Perdu qu’il était dans ses cabrioles sous-marines, Alegsis n’avait pas vu venir la masse qui s’était discrètement approchée d’eux. De ses écailles sombre dont la nature l’avait doté afin de se camoufler dans l’eau, le monstre, à la gueule longue et étendue sur bien quinze mètres, flottait délicatement, comme se laissant mouvoir par un très lent courant ascendant, jusqu’à se retrouver à barboter devant ces petits messieurs qui, comparativement à lui, étaient gros comme des asticots.
Dérangé qu’il fut par les ondes de ces vieux modèles escargophoniques utilisés pour communiquer sous l’eau, le poisson-chat de la légende, non loin des eaux tumultueuses dont il avait été le responsable, n’avait pas tardé à poindre dans le silence le plus oppressant qui soit.
- «
Ah te voilà toi, n’avait trouvé qu’à réagir un certain débile flottant la tête à l’envers. Faisant mine de se remonter les manches bien que sa combinaison en fut dépourvue, Alegs se sentit prêt à en découdre quand tout, en réalité, aurait dû l’intimer à plus révérencieuse humilité qui soit.
Bon, adressait-il cette fois à l’intention de Grimmjack,
voilà mon plan ; moi je lui casse le nez et toi, tu le frappes aux genoux. On fait comme ça ? »
On ne ferait pas comme ça. Ni autrement d’ailleurs. Car il suffît à la bête qu’elle ouvrit sa large gueule dépourvue de dents pour qu’un appel d’air y engouffre la flotte environnante ; celle-là même où y barbotaient deux chasseurs de primes qui, sans coup férir, ne tardèrent pas à être happés dans le large estomac de la bête, là où des galions mités et couverts de bernacles y étaient, pour certains, restés logés depuis des siècles.
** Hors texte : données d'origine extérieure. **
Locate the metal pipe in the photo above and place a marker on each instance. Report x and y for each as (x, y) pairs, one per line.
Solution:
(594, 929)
La déglutition accomplie, l’eau s’écoula afin que ne demeurent dans la panse que les amuse-bouche, ceux-ci finalement laissés au sec bien que toujours immergés sous les eaux.
S’étant échoués lamentablement dans le gosier du poisson-chat, affalés de tout leur long sur une paroi organiques où les débris y étaient pléthoriques, Grimmjack et Alegsis avaient fait florès par-delà leurs espérances. Il y avait prétexte à s’alarmer, du moins à s’inquiéter de son sort, quand les squelettes éparses, à portée de là où éclairait leur lanterne à chacun, y grouillaient par dizaines.
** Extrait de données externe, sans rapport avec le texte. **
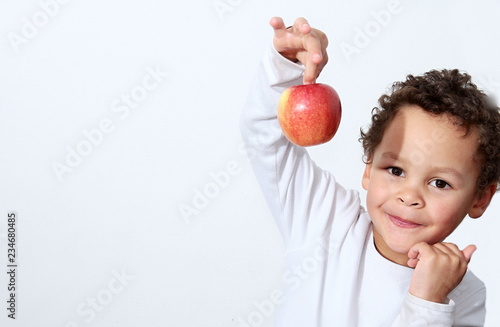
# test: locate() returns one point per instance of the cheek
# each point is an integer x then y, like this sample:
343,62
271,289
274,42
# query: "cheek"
447,215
Leur esprit à nouveau en place, un brin chamboulés de tous ces rouleaux aquatiques dans lesquels ils s’étaient laissés gober piteusement, Alegsis – hélas pour la santé mentale de son partenaire – fut ainsi le premier à prendre la parole.
- «
T’as vu ? Demandait-il ingénu, comme si rien de franchement spectaculaire venait de leur arriver.
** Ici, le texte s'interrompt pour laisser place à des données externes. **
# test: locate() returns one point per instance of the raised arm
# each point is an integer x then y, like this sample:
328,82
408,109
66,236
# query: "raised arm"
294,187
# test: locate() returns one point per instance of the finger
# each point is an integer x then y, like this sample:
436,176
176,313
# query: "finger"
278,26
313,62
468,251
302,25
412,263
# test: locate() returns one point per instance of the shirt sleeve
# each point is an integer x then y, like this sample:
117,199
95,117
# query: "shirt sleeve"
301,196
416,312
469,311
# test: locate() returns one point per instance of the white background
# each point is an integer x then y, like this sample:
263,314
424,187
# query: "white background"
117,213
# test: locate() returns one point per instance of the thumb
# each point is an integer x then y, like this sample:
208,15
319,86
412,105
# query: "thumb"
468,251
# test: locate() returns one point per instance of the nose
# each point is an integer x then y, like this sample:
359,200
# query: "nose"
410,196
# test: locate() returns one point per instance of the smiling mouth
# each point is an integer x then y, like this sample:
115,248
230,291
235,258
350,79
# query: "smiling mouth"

Y’a de la lumière là-bas. Eh oh ! »
- «
Arrête de dire n’im… eh mais t'a raison. »
Dans l’antre de la bête, à vue de lanterne, on ne pouvait apercevoir les alentours qu’à cinq mètres à la ronde. Aussi, qu’une lueur remarquablement perceptible fut si aisée à voir au loin intima les deux compères à s’y rendre. Les incongruités n’en finissaient apparemment pas de se succéder.